LFAで活動する中で、一番印象に残っている出来事を教えてください

昨年度の3月まで、中学3年生の女の子を教師として担当していました。彼女は秋のプログラムの最後に自分の学力が志望校に見合っていないため志望校を下げるという選択をしました。志望校を下げると勉強する必要性もなくなり、冬のプログラムでは数回しか寺子屋(LFAの学習支援教室の名称)にきませんでした。その時に、彼女にとって寺子屋が勉強以外の価値がない場所だったということを感じました。彼女には、勉強以外にも「周りの人とこんな関係性が築きたい」「こんな高校生活を送りたい」という思いがありました。けれど、その思いに寄り添うことが自分はできなかったし、彼女に勉強以外の価値を届けられなかったのだと痛感しました。

子どもに直接会って指導できる期間は限られています。その中で、最大限のものを届けきることの重要性や、毎回の指導で子どもに誠実に向き合うことの大切さを感じました。

在私は学生スタッフとして教室運営に携わっていて、子どもたちに寺子屋で勉強以外の価値も届けたいと思って活動しています。子どもにとって大学生と関われる機会はなかなかないですし、子どもにとって「寺子屋があったから知らなかったことを知ることができた、こういう視点が増えた、素敵な人に出会えた」と思える経験をしてもらいたいです。学生教師の皆さんには子どもが寺子屋外で過ごしている時間に何をしているのか、子どもたちの日常を取り巻く環境を想像して子どもに届けたいもの、届けるべきだと思うものを常に更新し続けて行動に移していってほしいです。

LFAで達成したいことは何ですか?

子どもたちに「できるようになった」という実感と自分に自信を持って次に一歩踏み出す挑戦を届けたいです。
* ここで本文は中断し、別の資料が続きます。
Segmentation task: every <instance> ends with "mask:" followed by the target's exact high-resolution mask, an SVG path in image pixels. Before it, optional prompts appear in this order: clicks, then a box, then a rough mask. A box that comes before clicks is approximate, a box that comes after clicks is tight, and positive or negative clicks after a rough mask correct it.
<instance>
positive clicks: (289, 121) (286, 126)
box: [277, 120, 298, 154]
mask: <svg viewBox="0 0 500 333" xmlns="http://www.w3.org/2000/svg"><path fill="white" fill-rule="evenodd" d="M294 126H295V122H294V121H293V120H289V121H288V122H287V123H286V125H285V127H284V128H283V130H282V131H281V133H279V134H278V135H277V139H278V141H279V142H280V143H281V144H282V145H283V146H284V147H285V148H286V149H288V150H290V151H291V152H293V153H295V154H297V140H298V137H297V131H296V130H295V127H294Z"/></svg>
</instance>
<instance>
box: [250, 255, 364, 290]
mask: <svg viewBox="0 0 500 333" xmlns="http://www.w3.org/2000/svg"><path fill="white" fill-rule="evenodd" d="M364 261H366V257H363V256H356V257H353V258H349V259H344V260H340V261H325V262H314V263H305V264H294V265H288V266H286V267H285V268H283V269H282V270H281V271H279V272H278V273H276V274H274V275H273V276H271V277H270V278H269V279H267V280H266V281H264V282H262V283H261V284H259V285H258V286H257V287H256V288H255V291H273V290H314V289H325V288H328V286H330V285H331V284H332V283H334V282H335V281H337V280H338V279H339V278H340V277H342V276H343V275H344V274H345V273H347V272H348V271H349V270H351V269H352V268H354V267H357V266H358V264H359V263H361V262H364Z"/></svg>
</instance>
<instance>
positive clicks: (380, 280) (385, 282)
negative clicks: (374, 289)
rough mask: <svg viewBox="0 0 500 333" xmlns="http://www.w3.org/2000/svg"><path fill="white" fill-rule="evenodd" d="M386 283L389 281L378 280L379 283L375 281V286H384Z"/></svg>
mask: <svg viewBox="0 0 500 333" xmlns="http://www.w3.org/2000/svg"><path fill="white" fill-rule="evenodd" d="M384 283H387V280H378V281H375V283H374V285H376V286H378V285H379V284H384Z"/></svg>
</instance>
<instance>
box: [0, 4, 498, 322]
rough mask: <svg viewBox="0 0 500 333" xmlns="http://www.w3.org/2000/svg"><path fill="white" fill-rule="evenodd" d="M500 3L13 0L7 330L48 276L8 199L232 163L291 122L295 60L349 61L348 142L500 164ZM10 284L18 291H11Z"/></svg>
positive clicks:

現在寺子屋に通ってくれている子どもたちの多くが、できていても「自分はできない」と自分に自信が持てなかったり、「どうせ無理だから」というような発言をします。

点数などの結果が出た時や苦手なことができるようになった時に、「自分でもできるんだ」という自分に対しての自信を持ち、その成功体験をもとに今の自分よりもう一歩上の新たな目標に向かって挑戦するという体験を子どもたちができるよう、支援していきたいです。

最後に、参加を迷っている学生に一言お願いします!

子どもの思いに寄り添い走り続けるプログラムは、一生ものの経験になると思います。実際子どもが自分の成長や成功を実感して自己効力感を感じるような指導をすることは容易なことではありませんが、真剣に子どもに向き合い考え抜く経験を通じて、自分自身を見つめるきっかけにもなると思います。ぜひこの機会に挑戦してみてください。